The one thing I LOVE about 24 Hour Fitness is that most of them are really open 24 hours, so I know I will never have an excuse not to go. I love going on a Sunday morning cuz there is hardly anyone in the gym and the people that are there are really nice. It’s funny, cuz the more I go, the more motivated I get and I get a little excited about going again. Sometimes I even think about going twice in one day,lol, but I haven’t yet. Once that happens, then you know I’m really addicted!!!

This week 24 Hour Fitness trainer Kyle from Texas tells us how he stays lean.
 
Do you have to work at keeping your weight down?
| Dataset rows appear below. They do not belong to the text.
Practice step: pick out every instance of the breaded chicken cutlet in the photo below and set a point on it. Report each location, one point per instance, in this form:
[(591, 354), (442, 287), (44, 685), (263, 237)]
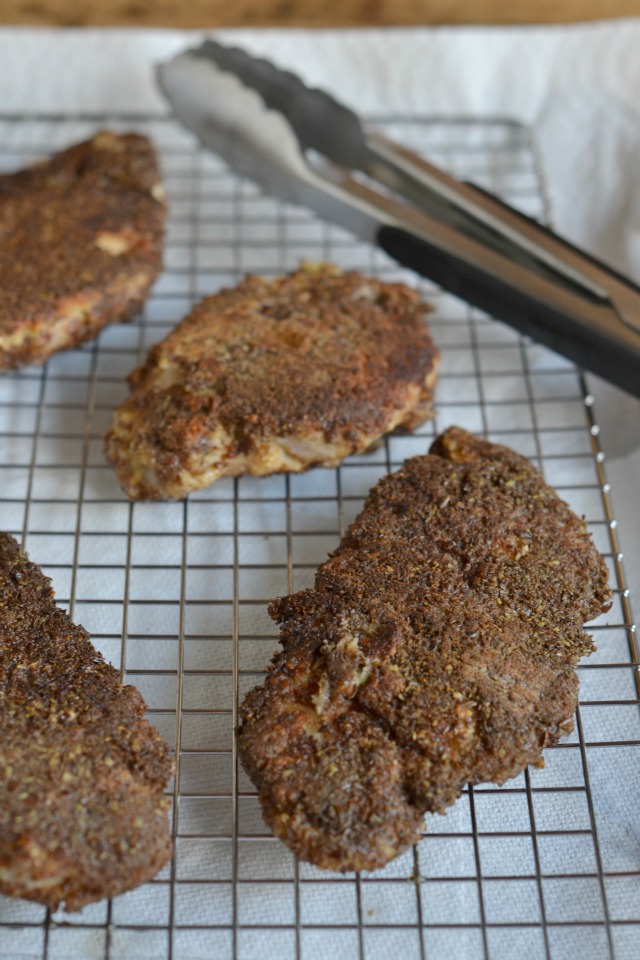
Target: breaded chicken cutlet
[(438, 647), (80, 245), (82, 773), (274, 375)]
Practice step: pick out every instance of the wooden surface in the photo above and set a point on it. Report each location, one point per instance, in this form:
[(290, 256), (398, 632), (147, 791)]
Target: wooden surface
[(306, 13)]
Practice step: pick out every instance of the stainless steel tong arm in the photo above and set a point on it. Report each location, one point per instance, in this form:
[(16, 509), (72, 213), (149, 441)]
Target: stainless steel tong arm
[(303, 146)]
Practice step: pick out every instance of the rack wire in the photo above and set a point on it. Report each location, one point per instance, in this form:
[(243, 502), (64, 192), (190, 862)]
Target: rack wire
[(175, 594)]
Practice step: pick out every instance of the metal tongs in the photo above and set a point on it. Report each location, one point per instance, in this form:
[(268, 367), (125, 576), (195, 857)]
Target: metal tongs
[(305, 147)]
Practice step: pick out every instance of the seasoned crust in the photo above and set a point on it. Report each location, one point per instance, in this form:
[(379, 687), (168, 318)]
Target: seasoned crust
[(82, 773), (437, 647), (80, 244), (274, 375)]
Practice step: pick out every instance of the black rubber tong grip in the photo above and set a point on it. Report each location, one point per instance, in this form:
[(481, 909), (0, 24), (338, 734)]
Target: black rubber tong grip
[(612, 355)]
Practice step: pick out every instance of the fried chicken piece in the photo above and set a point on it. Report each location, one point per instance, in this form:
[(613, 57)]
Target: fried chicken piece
[(438, 647), (80, 245), (82, 773), (274, 375)]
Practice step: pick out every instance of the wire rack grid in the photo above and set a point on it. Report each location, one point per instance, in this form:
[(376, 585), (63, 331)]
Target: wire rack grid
[(176, 595)]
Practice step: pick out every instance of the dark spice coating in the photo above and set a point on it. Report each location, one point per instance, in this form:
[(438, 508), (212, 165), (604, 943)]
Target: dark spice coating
[(82, 773), (273, 375), (80, 244), (438, 647)]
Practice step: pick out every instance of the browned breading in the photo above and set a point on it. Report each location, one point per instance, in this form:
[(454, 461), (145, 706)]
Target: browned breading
[(438, 647), (82, 773), (274, 375), (80, 245)]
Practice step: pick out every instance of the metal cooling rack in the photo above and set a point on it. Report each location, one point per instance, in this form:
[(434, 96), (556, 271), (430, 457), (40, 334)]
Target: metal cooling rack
[(176, 594)]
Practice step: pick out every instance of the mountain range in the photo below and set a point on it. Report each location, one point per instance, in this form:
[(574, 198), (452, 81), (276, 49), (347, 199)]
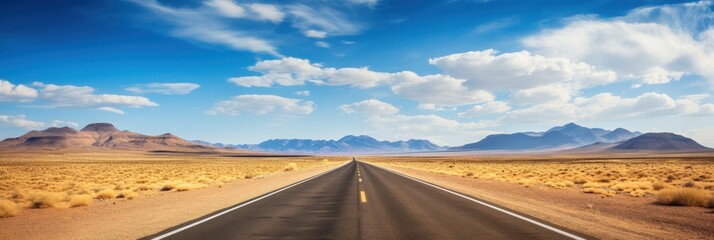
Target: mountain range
[(95, 136), (347, 144), (561, 137)]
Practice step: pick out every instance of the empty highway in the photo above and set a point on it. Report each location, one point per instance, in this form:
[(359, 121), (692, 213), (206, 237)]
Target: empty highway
[(361, 201)]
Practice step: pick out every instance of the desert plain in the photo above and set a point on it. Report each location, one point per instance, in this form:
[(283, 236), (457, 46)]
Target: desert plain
[(130, 194)]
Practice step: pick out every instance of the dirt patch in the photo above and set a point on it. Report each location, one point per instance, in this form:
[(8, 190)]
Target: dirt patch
[(615, 217)]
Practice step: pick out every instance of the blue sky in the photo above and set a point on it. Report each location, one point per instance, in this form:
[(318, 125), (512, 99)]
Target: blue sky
[(448, 71)]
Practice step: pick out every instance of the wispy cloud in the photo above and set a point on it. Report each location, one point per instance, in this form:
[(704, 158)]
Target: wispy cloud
[(164, 88), (202, 24), (495, 25), (261, 104)]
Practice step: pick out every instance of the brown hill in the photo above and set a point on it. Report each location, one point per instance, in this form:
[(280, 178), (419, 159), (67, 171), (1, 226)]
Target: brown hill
[(96, 135), (661, 142)]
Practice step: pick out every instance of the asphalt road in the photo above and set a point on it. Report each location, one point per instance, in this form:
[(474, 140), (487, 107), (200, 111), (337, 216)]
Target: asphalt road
[(361, 201)]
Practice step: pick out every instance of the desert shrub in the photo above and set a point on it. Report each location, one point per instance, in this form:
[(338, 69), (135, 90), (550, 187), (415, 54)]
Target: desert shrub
[(685, 197), (127, 194), (580, 180), (168, 186), (106, 194), (41, 199), (187, 186), (660, 185), (290, 167), (8, 208), (80, 200)]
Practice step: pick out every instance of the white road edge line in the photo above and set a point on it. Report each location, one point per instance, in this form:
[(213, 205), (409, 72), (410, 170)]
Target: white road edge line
[(244, 204), (567, 234)]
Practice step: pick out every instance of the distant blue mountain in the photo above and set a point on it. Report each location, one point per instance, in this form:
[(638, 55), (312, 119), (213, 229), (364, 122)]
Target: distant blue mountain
[(568, 135), (347, 144)]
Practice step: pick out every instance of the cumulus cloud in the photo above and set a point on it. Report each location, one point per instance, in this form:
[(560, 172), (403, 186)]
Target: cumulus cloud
[(303, 93), (542, 94), (371, 107), (164, 88), (111, 110), (322, 44), (261, 104), (294, 71), (518, 70), (84, 96), (60, 123), (436, 91), (16, 93), (315, 34), (654, 45), (385, 119), (203, 26), (485, 109), (324, 19), (20, 121)]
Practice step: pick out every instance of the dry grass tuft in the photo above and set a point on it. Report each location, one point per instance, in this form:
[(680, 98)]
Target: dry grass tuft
[(80, 200), (603, 175), (106, 194), (685, 197), (71, 179), (188, 186), (290, 167), (8, 208), (127, 194)]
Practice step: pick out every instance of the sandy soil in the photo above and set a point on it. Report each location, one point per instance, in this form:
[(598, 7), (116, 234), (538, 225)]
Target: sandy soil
[(617, 217), (131, 219)]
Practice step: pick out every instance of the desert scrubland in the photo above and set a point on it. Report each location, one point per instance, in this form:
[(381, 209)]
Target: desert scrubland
[(609, 196), (69, 180)]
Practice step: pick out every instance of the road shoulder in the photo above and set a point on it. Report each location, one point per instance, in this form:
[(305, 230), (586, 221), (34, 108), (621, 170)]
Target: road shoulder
[(132, 219), (613, 217)]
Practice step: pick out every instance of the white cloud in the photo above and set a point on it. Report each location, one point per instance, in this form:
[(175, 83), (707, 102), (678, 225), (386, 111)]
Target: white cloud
[(227, 8), (485, 109), (324, 19), (370, 3), (294, 71), (371, 107), (111, 110), (20, 121), (518, 70), (495, 25), (386, 120), (59, 123), (436, 91), (303, 93), (76, 96), (267, 12), (16, 93), (652, 44), (315, 34), (541, 94), (201, 25), (164, 88), (322, 44), (261, 104)]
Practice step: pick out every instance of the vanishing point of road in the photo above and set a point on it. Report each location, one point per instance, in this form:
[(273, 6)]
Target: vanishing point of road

Yes I do. Whoever says that they don’t have to work at it is lying. If you’re not progressing, you’re regressing.

Is it hard to follow the same advice that you give your clients?
Sometimes I go through the same old motions instead of trying something else. For instance, doing the same old bench press, instead of a balancing, single-leg two-arm cable chest press.

Do you adopt the same nutrition and workout habits that you suggest for clients?
Our clients are always going to be trained better than us [trainers] – that’s the purpose of training. It really helps when you have someone to push you.

How do you fit in your workouts?
It’s not really finding the time – it’s making the time. I usually work out at 1 or 2 in the afternoon or when the gym is less crowded.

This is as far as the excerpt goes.